One that hardly would have been predicted.
"Nobody expected us to be in this situation," said Montreal defenseman PK Subban, whose solid play has belied his rookie status. "We've just got to get ready to play."
Montreal also has the advantage of having won Game 6 in what was an elimination game for the Canadiens.
"I'm sure after winning the game, they're going to try to build off of that momentum and go back and talk about their Game 7 against Washington," Bylsma said. "We have to mentally refocus and regroup, go back to Mellon Arena and put our best game out for Game 7."
The Canadiens have gotten great performances from winger Mike Cammalleri, who has six goals in the series, and goaltender Jaroslav Halak, who the past five games has given up nine goals on 160 shots.
Penguins star centers Sidney Crosby and Evgeni Malkin have just one goal each in the series, while goaltender Marc-Andre Fleury has a shutout and had not given up more than three goals in a game until Game 6.
"We know it's going to be a great challenge for us," said forward Maxim Lapierre, who made some slick moves to score the Game 6 winner.
"We know what to expect from them, from their fans, and we just need a good start in Pittsburgh."
One of the keys is a team's approach to playing in what could be a pressure cooker.
"You enjoy it," Penguins forward Mike Rupp said. "If you handle it [as stress-filled], you're probably not going to do very well.
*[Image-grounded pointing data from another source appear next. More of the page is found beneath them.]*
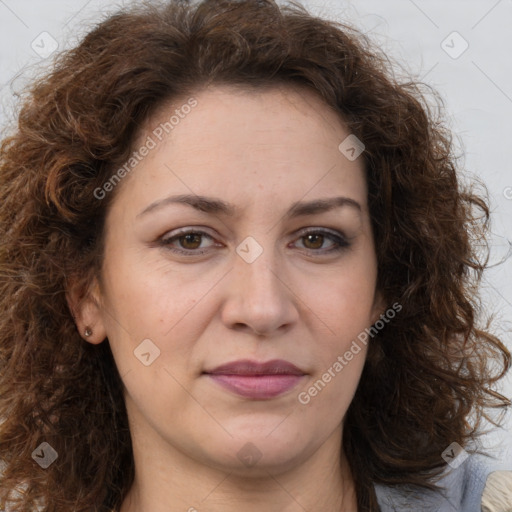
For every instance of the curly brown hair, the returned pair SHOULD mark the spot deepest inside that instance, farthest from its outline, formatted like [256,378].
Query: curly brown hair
[428,378]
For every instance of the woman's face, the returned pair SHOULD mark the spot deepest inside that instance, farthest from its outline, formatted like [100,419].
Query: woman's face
[246,286]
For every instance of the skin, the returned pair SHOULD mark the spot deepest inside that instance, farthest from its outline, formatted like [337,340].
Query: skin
[260,151]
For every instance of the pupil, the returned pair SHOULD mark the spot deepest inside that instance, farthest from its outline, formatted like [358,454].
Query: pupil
[190,238]
[318,238]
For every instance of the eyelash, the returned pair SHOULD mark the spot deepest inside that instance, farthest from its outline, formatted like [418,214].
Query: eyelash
[340,242]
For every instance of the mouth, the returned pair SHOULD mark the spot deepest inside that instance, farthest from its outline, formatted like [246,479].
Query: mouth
[255,380]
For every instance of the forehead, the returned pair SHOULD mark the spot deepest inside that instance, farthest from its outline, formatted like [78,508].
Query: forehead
[279,143]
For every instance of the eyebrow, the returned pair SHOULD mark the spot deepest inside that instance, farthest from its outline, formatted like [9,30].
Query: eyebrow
[218,206]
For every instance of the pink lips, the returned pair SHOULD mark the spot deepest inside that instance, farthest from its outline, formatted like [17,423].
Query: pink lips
[258,381]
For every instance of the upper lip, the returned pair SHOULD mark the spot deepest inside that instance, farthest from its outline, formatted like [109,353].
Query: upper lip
[248,367]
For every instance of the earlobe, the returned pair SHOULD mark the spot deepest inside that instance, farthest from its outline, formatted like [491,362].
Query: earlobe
[379,307]
[86,311]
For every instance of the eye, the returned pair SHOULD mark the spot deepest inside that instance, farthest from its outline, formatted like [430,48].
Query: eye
[313,240]
[188,240]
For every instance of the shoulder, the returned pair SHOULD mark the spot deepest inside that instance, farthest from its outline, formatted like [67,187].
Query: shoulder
[478,484]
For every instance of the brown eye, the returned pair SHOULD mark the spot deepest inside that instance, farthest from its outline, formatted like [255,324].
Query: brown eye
[187,242]
[190,241]
[313,241]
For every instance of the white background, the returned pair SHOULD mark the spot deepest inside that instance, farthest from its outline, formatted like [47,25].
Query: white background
[476,86]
I feel pretty confident in our group. Very confident, actually. We're pretty relaxed right now, and understand what's at stake. I expect all of us to bring our 'A' game."
Rupp was not with the Penguins last year for those Game 7s and the Stanley Cup title, but the team -- and those memories -- remains relatively intact.
"Experience is a good thing to draw upon, and we have that from previous [series], but it's also about it now being down to one game," Bylsma said. "[The Canadiens] have experience as well from Round 1 in a similar situation on the road.
"I'm not going to give either team the upper hand in that regard. They have experience; we have experience. This is a one-game [playoff] to see who moves on to the conference finals."